I need to buy them for my groomsmen at my upcoming wedding.
Also, they don't have to be limited to kitchen knives, either.
thanks for reading.
 
I always thought the Bear stuff wasn't too bad for their price.
 
Do you mean the Bear folks who make the balisongs? If yes, we have heard of some delamination problems, but I haven't experienced it first hand. And, this may have been on their earlier product.
 
Bear damascus looks very crude to me, like a piece of beat raw iron:

F_73197_1.jpg
 
Kershaw may very well be the best value. If their damascus is as well made as their knives, it should be pretty good stuff.
 
Don't let the brand confuse you. Neither the damascus nor the knives are made by Kershaw. They are exported from Japan to the U.S. by Kai, Kershaw's parent company and distributed here by Kershaw. Neither Kai nor Kershaw have any involvement in their manufacture. The knives, however, are very nice.
 
besides looking pretty wut are the advantages of damascus?? i heard its stronger...however, doesnt folding steel compromise the steel's structural integrity? can someone please explain. :confused: thanks.
 
Bardock,

In the case of the kitchen knives made with the sanwich of forge welded stainless around the VG-10 core like the Shun, the purpose is purely cosmetic.
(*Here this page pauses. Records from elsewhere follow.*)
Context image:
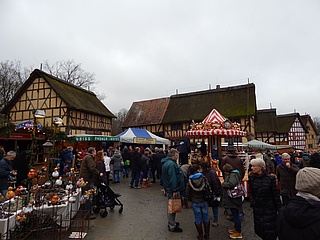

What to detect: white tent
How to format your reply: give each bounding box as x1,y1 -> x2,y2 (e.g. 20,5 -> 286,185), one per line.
117,128 -> 169,145
243,139 -> 277,150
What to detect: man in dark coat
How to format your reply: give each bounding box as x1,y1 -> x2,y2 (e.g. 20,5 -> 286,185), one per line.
13,150 -> 29,187
277,153 -> 299,205
161,149 -> 185,232
177,138 -> 190,165
249,158 -> 281,240
310,152 -> 320,168
219,146 -> 245,180
130,147 -> 141,189
79,147 -> 99,219
0,151 -> 16,197
156,148 -> 166,185
278,167 -> 320,240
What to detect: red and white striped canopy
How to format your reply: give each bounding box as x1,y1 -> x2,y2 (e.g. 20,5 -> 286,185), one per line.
186,109 -> 247,137
202,109 -> 226,124
186,128 -> 246,137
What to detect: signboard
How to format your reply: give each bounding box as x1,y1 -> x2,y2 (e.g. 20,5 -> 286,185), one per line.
133,137 -> 157,144
75,135 -> 120,142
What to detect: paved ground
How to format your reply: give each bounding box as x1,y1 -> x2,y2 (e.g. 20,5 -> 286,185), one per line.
67,176 -> 260,240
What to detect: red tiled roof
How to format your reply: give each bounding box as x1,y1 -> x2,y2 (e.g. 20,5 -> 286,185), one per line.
122,98 -> 170,127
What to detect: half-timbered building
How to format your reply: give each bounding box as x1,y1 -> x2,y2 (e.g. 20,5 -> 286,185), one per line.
255,109 -> 317,150
1,69 -> 115,150
123,83 -> 256,144
300,115 -> 319,152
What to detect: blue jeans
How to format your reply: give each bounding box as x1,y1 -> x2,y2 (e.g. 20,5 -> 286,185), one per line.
167,193 -> 180,231
81,183 -> 93,213
122,165 -> 130,177
113,170 -> 120,182
130,171 -> 140,187
192,202 -> 209,224
230,208 -> 241,232
212,207 -> 219,222
0,189 -> 8,201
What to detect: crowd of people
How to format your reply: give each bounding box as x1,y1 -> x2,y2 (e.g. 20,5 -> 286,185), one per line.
0,142 -> 320,240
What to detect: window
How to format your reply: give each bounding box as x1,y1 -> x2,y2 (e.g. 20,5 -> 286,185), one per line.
171,123 -> 182,130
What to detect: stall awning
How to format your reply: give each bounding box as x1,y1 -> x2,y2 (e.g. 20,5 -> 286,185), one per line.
68,134 -> 120,142
186,129 -> 246,137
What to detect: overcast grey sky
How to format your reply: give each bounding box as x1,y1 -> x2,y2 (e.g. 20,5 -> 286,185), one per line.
0,0 -> 320,117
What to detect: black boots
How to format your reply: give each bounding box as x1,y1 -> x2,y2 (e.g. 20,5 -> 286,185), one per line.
194,223 -> 203,240
203,221 -> 210,240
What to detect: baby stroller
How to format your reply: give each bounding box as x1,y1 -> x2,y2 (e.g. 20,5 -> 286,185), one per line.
93,183 -> 123,218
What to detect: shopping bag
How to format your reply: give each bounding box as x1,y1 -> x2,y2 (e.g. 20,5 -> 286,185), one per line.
168,198 -> 182,213
227,184 -> 246,198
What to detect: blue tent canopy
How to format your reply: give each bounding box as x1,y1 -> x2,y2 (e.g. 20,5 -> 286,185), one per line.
117,128 -> 169,145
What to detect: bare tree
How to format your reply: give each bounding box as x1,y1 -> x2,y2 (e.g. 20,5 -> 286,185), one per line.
111,108 -> 128,136
43,60 -> 96,90
0,60 -> 23,109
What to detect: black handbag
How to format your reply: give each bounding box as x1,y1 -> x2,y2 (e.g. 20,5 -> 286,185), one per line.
204,181 -> 220,207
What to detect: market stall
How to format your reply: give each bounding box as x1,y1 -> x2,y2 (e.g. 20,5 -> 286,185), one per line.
186,109 -> 247,195
243,139 -> 277,150
186,109 -> 247,157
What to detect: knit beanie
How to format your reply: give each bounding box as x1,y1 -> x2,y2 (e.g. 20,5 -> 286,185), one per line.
296,167 -> 320,198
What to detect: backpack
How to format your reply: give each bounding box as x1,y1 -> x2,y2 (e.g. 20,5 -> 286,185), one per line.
203,179 -> 220,207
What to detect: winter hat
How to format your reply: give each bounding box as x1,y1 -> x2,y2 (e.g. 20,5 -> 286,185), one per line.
296,167 -> 320,198
250,158 -> 266,168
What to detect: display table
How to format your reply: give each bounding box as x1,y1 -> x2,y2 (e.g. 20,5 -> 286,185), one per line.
0,213 -> 21,239
33,189 -> 81,227
0,189 -> 81,239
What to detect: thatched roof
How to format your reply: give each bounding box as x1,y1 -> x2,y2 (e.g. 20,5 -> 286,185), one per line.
124,83 -> 256,127
123,98 -> 170,127
254,108 -> 278,133
2,69 -> 115,118
277,113 -> 308,133
162,83 -> 256,123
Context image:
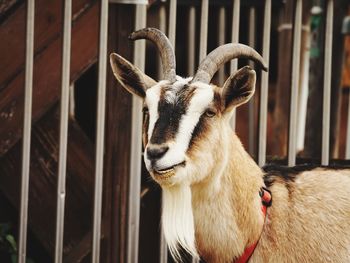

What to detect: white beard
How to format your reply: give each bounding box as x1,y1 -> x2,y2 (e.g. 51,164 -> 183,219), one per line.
162,185 -> 199,260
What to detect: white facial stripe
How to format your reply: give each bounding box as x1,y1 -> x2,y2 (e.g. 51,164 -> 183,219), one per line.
158,84 -> 214,167
145,81 -> 167,141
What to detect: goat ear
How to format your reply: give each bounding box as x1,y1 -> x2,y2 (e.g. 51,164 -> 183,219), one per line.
109,53 -> 157,98
222,66 -> 256,111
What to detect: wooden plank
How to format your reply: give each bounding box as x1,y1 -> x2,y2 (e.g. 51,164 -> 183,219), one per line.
0,107 -> 94,255
0,0 -> 93,90
0,3 -> 99,156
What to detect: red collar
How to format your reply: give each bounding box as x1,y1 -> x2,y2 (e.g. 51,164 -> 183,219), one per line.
234,187 -> 272,263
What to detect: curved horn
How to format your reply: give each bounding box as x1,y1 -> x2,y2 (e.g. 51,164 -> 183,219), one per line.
129,28 -> 176,82
192,43 -> 267,83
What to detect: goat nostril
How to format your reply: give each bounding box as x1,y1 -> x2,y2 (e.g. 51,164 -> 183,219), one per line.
147,146 -> 169,160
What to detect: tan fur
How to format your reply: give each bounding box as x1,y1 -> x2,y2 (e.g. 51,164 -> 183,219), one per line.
111,52 -> 350,263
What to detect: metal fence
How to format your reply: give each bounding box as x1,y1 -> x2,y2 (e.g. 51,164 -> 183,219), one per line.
14,0 -> 348,263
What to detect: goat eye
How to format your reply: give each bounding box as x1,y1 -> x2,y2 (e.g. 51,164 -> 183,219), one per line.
205,109 -> 216,118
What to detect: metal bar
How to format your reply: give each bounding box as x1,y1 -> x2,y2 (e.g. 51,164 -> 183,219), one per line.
199,0 -> 209,63
248,7 -> 256,156
69,83 -> 75,119
18,0 -> 35,263
321,0 -> 334,165
55,0 -> 72,263
218,6 -> 226,85
127,5 -> 147,263
258,0 -> 271,166
168,0 -> 177,47
288,0 -> 302,166
187,6 -> 196,76
230,0 -> 241,130
92,0 -> 108,263
157,3 -> 166,80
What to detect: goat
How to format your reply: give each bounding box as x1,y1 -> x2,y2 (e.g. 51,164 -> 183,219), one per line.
110,28 -> 350,263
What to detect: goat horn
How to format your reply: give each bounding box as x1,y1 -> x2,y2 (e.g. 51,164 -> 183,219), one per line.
192,43 -> 267,83
129,28 -> 176,82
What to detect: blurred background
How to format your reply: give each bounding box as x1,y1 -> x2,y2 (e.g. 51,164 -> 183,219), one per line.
0,0 -> 350,263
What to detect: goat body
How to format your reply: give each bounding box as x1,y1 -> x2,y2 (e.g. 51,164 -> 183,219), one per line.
111,29 -> 350,263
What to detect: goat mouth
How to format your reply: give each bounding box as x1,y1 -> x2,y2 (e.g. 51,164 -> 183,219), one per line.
153,162 -> 185,178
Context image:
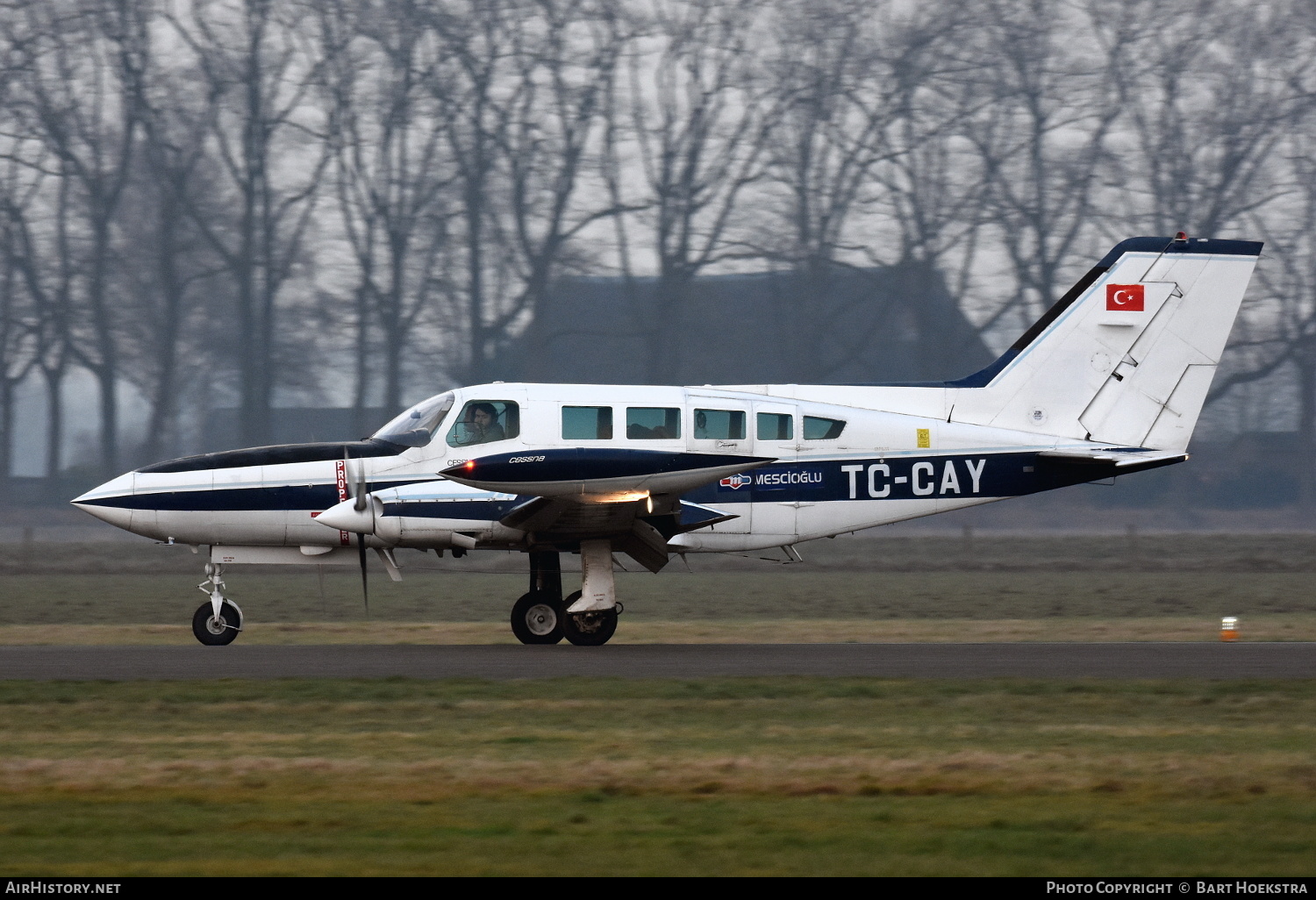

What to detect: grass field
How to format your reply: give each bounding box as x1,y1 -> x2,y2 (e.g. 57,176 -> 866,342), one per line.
0,678 -> 1316,875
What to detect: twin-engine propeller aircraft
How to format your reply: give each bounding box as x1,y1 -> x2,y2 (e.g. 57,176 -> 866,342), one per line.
73,233 -> 1262,645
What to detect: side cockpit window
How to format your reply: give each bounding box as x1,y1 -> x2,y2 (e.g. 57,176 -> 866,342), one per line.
371,394 -> 453,447
695,410 -> 745,441
626,407 -> 681,441
562,407 -> 612,441
447,400 -> 521,447
805,416 -> 845,441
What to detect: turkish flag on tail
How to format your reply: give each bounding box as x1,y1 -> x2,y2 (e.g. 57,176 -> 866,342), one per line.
1105,284 -> 1142,312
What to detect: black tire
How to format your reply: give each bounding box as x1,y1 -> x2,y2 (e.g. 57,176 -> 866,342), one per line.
192,600 -> 242,647
562,591 -> 618,647
512,591 -> 562,644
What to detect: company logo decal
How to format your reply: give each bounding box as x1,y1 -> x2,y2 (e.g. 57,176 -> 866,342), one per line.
718,475 -> 752,491
755,470 -> 823,487
1105,284 -> 1142,312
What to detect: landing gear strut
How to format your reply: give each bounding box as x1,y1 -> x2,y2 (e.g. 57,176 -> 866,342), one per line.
512,552 -> 563,644
192,563 -> 242,647
512,541 -> 621,647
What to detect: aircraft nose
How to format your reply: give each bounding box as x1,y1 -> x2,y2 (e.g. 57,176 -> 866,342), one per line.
316,495 -> 378,534
68,473 -> 133,529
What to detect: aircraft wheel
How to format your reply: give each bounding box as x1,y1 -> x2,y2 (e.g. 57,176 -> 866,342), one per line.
192,600 -> 242,647
512,591 -> 563,644
562,591 -> 618,647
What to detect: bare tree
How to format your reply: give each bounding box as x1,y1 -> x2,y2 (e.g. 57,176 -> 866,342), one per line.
760,0 -> 982,379
5,0 -> 147,474
431,0 -> 628,382
619,0 -> 776,382
318,0 -> 452,431
962,0 -> 1120,334
168,0 -> 331,445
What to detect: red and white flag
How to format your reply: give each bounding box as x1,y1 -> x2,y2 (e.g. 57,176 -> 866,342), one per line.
1105,284 -> 1142,312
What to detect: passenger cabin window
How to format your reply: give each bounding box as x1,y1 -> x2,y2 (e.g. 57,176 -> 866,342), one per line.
805,416 -> 845,441
374,394 -> 453,447
695,410 -> 745,441
626,407 -> 681,441
447,400 -> 521,447
562,407 -> 612,441
758,413 -> 795,441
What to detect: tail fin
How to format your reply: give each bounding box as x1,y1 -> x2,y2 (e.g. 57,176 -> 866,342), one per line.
948,237 -> 1262,453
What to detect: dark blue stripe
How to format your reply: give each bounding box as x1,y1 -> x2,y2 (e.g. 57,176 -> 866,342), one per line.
1098,237 -> 1265,268
384,497 -> 529,521
81,478 -> 424,512
682,452 -> 1178,507
442,447 -> 763,484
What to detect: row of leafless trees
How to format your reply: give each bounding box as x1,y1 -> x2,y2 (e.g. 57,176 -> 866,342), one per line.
0,0 -> 1316,482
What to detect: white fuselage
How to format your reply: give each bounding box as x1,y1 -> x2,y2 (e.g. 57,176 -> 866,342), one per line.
75,383 -> 1121,553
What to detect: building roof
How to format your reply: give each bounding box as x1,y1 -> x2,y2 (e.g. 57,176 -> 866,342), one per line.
500,265 -> 994,384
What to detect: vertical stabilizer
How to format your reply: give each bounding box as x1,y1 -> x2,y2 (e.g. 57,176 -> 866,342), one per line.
948,237 -> 1262,452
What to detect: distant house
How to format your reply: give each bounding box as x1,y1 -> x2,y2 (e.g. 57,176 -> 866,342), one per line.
500,266 -> 994,384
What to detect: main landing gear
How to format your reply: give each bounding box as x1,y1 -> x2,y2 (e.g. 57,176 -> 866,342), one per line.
512,541 -> 621,647
192,563 -> 242,647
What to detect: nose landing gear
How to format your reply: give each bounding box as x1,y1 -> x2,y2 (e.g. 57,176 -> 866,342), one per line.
192,563 -> 242,647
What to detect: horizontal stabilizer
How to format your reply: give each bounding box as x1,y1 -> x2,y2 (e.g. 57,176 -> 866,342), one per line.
1037,447 -> 1189,475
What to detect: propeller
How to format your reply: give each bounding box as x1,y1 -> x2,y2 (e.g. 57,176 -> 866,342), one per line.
344,454 -> 370,618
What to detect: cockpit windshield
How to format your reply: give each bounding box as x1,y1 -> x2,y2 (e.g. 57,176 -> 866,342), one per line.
373,394 -> 453,447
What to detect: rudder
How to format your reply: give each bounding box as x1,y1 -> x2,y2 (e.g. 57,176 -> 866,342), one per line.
948,239 -> 1262,452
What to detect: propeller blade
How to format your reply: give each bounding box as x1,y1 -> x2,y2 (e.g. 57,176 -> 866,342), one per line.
357,534 -> 370,618
353,463 -> 370,512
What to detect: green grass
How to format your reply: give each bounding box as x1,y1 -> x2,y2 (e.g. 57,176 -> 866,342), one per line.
0,678 -> 1316,875
0,568 -> 1316,625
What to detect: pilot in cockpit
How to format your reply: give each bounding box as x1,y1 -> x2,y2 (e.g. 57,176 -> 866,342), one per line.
460,403 -> 507,446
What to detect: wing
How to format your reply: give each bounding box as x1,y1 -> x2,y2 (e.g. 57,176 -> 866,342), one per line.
471,447 -> 776,573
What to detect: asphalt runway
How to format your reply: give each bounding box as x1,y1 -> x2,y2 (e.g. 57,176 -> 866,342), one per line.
0,644 -> 1316,682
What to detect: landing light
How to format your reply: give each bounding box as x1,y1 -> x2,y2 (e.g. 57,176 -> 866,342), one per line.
590,491 -> 654,512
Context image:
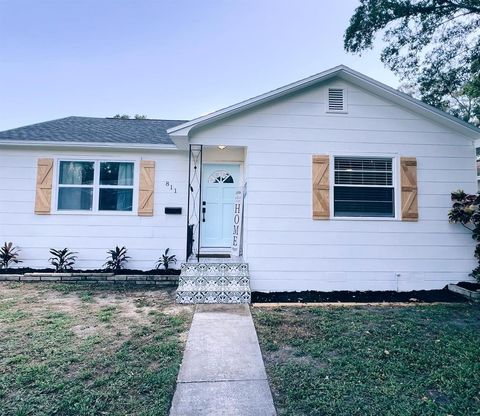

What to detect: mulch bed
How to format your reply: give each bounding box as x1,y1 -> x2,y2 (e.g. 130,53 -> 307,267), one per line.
457,282 -> 480,292
0,267 -> 180,276
252,288 -> 468,303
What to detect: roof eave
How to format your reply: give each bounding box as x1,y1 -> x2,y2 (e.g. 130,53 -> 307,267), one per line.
0,139 -> 178,150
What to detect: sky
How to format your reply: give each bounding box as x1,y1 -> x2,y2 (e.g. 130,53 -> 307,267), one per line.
0,0 -> 398,130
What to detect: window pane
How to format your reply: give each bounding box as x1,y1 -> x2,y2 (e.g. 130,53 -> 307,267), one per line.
98,188 -> 133,211
59,161 -> 94,185
58,187 -> 93,211
335,171 -> 392,186
335,157 -> 392,172
334,186 -> 395,217
100,162 -> 133,186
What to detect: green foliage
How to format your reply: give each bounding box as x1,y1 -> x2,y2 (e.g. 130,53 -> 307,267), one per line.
103,246 -> 130,270
155,248 -> 177,270
0,241 -> 21,269
48,248 -> 77,272
0,284 -> 191,416
448,190 -> 480,283
344,0 -> 480,125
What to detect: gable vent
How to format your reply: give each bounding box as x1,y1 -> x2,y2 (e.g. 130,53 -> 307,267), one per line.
328,88 -> 345,111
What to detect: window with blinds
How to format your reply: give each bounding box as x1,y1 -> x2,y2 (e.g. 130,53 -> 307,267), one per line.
333,157 -> 395,217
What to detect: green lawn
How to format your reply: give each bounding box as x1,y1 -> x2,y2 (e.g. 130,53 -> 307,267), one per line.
253,304 -> 480,416
0,283 -> 193,416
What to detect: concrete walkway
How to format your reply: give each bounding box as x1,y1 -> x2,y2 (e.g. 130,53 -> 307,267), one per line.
170,305 -> 276,416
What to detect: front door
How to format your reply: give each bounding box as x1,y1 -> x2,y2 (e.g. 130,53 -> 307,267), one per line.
200,163 -> 240,248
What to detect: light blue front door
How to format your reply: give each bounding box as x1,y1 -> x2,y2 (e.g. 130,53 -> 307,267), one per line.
200,163 -> 241,248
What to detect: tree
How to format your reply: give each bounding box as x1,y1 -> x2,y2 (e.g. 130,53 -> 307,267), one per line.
448,190 -> 480,283
344,0 -> 480,125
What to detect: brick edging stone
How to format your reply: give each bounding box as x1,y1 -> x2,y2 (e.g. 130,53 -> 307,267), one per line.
0,273 -> 178,287
448,284 -> 480,302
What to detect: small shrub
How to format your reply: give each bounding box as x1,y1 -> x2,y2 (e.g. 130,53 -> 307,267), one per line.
0,241 -> 22,269
48,248 -> 77,272
103,246 -> 130,270
448,190 -> 480,283
155,248 -> 177,270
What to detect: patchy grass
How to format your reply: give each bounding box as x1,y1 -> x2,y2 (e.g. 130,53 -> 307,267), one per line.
0,283 -> 193,416
252,305 -> 480,416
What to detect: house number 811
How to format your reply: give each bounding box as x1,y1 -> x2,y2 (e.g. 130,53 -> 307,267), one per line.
165,181 -> 177,194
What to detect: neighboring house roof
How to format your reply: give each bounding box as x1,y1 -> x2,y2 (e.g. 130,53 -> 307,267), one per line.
168,65 -> 480,141
0,117 -> 185,146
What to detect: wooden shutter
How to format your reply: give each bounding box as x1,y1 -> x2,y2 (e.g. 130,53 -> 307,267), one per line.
312,155 -> 330,220
138,160 -> 155,216
400,157 -> 418,221
35,159 -> 53,215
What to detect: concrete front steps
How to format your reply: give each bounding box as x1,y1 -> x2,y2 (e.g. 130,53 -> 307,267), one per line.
176,259 -> 251,304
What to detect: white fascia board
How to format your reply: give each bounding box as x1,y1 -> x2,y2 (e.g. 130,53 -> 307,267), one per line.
339,68 -> 480,139
167,65 -> 480,141
0,140 -> 178,150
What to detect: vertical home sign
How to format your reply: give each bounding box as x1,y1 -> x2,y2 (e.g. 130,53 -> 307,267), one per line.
231,189 -> 243,257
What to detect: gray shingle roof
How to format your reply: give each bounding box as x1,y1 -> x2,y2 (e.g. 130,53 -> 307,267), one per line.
0,117 -> 189,144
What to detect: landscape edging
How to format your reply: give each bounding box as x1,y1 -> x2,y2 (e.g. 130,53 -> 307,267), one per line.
448,283 -> 480,302
0,273 -> 178,287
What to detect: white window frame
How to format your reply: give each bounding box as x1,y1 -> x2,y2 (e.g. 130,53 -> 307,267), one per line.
52,157 -> 139,216
329,152 -> 401,221
325,84 -> 348,114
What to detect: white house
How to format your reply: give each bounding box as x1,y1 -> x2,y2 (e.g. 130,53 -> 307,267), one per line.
0,66 -> 480,300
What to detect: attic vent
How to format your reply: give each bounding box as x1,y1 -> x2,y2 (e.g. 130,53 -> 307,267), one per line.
328,88 -> 345,111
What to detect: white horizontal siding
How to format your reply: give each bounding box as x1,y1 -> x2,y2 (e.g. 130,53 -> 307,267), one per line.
0,149 -> 188,269
192,79 -> 476,291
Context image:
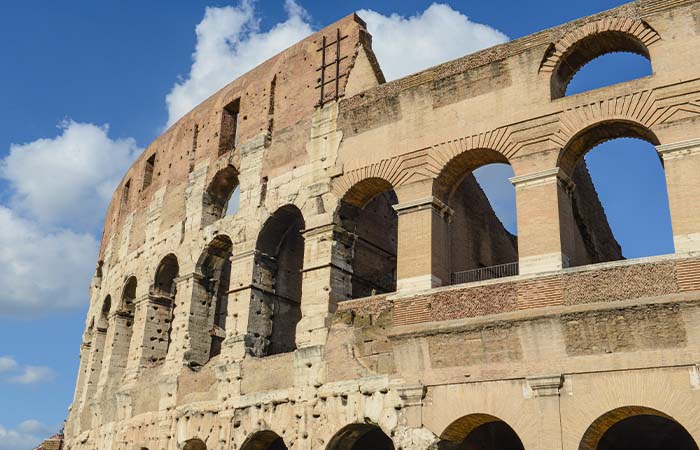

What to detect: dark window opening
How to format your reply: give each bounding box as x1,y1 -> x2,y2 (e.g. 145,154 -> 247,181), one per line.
327,423 -> 394,450
196,235 -> 233,359
560,123 -> 674,266
247,205 -> 304,356
340,188 -> 398,298
202,166 -> 240,227
122,178 -> 131,206
566,52 -> 652,95
219,98 -> 241,155
143,153 -> 156,189
579,406 -> 698,450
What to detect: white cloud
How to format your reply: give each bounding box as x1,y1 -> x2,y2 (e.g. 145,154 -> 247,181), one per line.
0,121 -> 141,232
0,205 -> 99,315
358,3 -> 508,80
165,0 -> 313,125
0,420 -> 55,450
0,121 -> 135,315
0,356 -> 17,373
8,366 -> 56,384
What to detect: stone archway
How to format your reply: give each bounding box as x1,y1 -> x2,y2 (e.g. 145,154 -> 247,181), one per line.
579,406 -> 698,450
326,423 -> 394,450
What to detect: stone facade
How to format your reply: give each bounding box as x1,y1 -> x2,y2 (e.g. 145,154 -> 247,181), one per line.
65,0 -> 700,450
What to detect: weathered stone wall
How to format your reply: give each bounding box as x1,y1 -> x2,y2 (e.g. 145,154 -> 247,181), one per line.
66,0 -> 700,450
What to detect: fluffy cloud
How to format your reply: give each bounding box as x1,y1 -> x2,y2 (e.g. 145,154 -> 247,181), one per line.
0,420 -> 55,450
9,366 -> 56,384
358,3 -> 508,80
0,121 -> 140,315
0,121 -> 141,230
165,0 -> 313,125
0,356 -> 17,373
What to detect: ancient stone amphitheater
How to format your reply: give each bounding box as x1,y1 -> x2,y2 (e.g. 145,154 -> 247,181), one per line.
66,0 -> 700,450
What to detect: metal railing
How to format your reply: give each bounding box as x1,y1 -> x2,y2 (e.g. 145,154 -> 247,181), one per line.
450,262 -> 518,284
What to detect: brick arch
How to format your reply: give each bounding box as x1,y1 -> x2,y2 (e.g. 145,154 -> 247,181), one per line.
578,406 -> 698,450
433,148 -> 510,201
557,118 -> 660,176
331,155 -> 408,207
241,430 -> 287,450
540,17 -> 661,99
438,413 -> 523,450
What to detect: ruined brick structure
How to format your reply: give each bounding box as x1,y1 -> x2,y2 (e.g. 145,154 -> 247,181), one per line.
66,0 -> 700,450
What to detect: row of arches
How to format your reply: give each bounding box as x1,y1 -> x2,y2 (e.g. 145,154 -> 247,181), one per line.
175,406 -> 698,450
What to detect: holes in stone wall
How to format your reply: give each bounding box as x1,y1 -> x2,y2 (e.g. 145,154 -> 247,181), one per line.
143,153 -> 156,189
219,98 -> 241,155
327,423 -> 394,450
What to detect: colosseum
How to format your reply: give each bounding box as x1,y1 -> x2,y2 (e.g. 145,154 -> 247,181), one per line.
66,0 -> 700,450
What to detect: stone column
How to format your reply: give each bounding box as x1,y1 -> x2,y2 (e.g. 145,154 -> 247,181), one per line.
296,224 -> 355,348
221,250 -> 256,361
394,196 -> 453,293
523,374 -> 564,450
510,167 -> 576,275
99,310 -> 134,386
167,272 -> 214,370
656,138 -> 700,254
127,293 -> 173,372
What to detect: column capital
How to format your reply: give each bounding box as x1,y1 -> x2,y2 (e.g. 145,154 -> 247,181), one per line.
525,374 -> 564,397
393,196 -> 454,217
508,167 -> 576,192
656,138 -> 700,161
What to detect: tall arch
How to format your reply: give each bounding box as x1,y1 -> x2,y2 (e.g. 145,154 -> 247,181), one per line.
337,177 -> 398,298
241,430 -> 287,450
190,234 -> 233,359
97,295 -> 112,331
540,17 -> 661,99
248,205 -> 305,356
557,118 -> 673,266
440,414 -> 524,450
579,406 -> 698,450
434,148 -> 518,284
326,423 -> 394,450
148,253 -> 180,360
202,165 -> 239,227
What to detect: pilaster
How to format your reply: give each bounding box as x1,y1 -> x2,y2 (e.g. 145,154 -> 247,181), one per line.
656,138 -> 700,254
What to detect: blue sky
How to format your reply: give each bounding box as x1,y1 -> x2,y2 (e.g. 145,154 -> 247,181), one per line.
0,0 -> 672,450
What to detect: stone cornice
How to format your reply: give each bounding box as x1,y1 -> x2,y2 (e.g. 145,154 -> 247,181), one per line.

It doesn't hurt the performance of the knife. The VG-10 core does the cutting. Think of it as similar to the traditional Japanese kitchen knives made using kasumi construction, where the hagane is forge welded to a piece of soft steel or iron.

Some knife blades are made entirely of damascus. The performance of these blades is dependent on the types of steel used in the blades and the way in which they are forge welded. Some damascus blades are purely for appearance while some perform quite well. Some forge weld carbon steel and some other metal such as nickel together to make a very high contrast and spectacular product. These don't perform well. Others will forge weld two high performance carbon steels together and, while they don't look as exotic, they do perform well. It is, however, not reliable to try to judge the performance of a damascus blade by its appearance.

Thanks for the update on the Chrysanthemum.

Yes, Chuck, I was referring to the Shun classic series. Kai and Kershaw represent the distribution channel. Similar knives have the Kasumi brand on them and somewhat better ones are made by Hattori with their name on them. I see Al Mar is importing some as well. They appear to have the same steel as the Shun but handles and bolsters similar to Hattori. This type of knife is red hot in the kitchen cutlery industry at the moment. It helps explain how Japanese kitchen cutlery enjoyed a 300% sales increase last year while the European end of the business had a sales decrease.
 
The Bear MGC damascus used to be, and I think still is, the same as the Parker damascus, which *I think* is the Fain Edwards (Fain-Edwards?) damscus, 5160 and 1018, at something like 150 layers (depending on the thickness).

Some of it is quite pretty, but (like any damascus, IMHO) it certainly pays to try to see the exact pieces you're buying so you can choose on pattern.

I've owned several pieces and have not had any delamination problems, although I have seen a pre-Bear, Parker piece with tip delam.